Peter Bottomley – 2022 Speech in the No Confidence in the Government Motion

The speech made by Peter Bottomley, the Father of the House, in the House of Commons on 18 July 2022.

In June 2016, there was a vote of no confidence in the then leader of the Labour party. I do not know whether the present leader of the Labour party voted yes or no. If he can remember, did he vote confidence or no confidence in his predecessor?

In 2019, his predecessor moved a motion of no confidence in the Government, saying that the issue should be put to the people. It was put to the people in the 2019 general election, and the present Government came in with a majority of 80.

I have it on reasonable authority that the deputy leader of the Labour party has said today that Boris was, in effect, the magic that helped. [Interruption.] I am glad that the right hon. Member for Ashton-under-Lyne (Angela Rayner) has confirmed that.

The issue before the House now is whether people would have any more confidence in the Labour party becoming a Government, and the answer is no.

In June 2016, when the then leader of the Labour party lost the no confidence vote by 172 votes to 40—the 40 may have included the current Leader of the Opposition—20 of the shadow Cabinet had walked out, but the right hon. and learned Member for Holborn and St Pancras (Keir Starmer) walked in. The interesting question is whether the way in which he has spoken today is part of a leadership bid to take over the Labour party properly rather than just in name.

He describes himself as red and green, but mixing red and green together produces an unpleasant kind of brown. Does he accept that the Labour party is not yet trusted by the British people?

By voting confidence in the Government, this House will be saying, as the British people did in 2019, that we prefer us in government, not them.

That is not to say that the Government have got everything right.

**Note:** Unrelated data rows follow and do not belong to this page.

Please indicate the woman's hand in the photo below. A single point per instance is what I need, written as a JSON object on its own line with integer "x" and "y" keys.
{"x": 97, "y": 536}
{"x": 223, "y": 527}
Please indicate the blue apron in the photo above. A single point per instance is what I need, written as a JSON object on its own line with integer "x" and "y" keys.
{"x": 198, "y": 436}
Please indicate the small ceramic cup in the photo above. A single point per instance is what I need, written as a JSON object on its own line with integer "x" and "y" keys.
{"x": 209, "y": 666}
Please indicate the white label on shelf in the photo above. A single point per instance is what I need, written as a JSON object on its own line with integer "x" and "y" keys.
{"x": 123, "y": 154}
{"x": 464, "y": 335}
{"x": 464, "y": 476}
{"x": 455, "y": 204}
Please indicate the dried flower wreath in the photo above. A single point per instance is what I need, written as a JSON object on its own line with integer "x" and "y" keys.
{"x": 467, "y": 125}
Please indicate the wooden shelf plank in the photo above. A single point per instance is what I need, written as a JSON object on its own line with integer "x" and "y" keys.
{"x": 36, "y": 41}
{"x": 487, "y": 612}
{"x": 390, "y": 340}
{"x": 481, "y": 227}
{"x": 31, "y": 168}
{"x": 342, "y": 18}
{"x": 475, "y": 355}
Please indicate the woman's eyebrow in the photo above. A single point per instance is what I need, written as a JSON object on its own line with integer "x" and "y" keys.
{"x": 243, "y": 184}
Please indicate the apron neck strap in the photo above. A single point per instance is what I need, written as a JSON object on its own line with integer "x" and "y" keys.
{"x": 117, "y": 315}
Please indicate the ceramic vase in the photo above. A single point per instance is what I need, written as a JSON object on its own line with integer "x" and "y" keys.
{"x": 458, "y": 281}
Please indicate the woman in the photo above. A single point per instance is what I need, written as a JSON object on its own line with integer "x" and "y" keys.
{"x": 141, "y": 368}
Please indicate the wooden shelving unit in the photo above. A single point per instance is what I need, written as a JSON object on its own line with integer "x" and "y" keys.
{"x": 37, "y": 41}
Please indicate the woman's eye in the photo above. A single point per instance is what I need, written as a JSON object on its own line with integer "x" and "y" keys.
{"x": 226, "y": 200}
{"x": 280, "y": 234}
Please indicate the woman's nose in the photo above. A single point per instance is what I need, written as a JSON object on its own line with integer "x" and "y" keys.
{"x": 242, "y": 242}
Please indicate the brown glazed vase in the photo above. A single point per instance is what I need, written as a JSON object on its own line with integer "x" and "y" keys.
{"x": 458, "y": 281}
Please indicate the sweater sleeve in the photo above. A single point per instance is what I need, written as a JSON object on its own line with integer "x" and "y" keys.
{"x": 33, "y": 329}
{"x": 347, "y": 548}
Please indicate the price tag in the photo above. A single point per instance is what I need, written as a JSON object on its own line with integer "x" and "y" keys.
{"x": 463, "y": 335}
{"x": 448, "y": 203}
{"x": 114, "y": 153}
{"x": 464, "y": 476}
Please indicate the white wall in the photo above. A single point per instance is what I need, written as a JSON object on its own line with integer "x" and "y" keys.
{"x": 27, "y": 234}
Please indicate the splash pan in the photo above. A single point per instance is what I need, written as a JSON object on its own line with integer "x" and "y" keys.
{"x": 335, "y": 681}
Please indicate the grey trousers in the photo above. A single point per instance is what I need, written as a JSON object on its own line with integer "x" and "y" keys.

If I were taking part in the Thursday Sir David Amess debate, I could list the things on which the Government could make changes.

I want them to drop the privatisation of Channel 4, as there is no point in it, and I want them to reconsider the question of whether the Holocaust Memorial should be in Victoria Tower Gardens. There are a number of other issues that I could take up.

The issue today is: do we want to change the party of Government, and the answer is no. I rest my case there.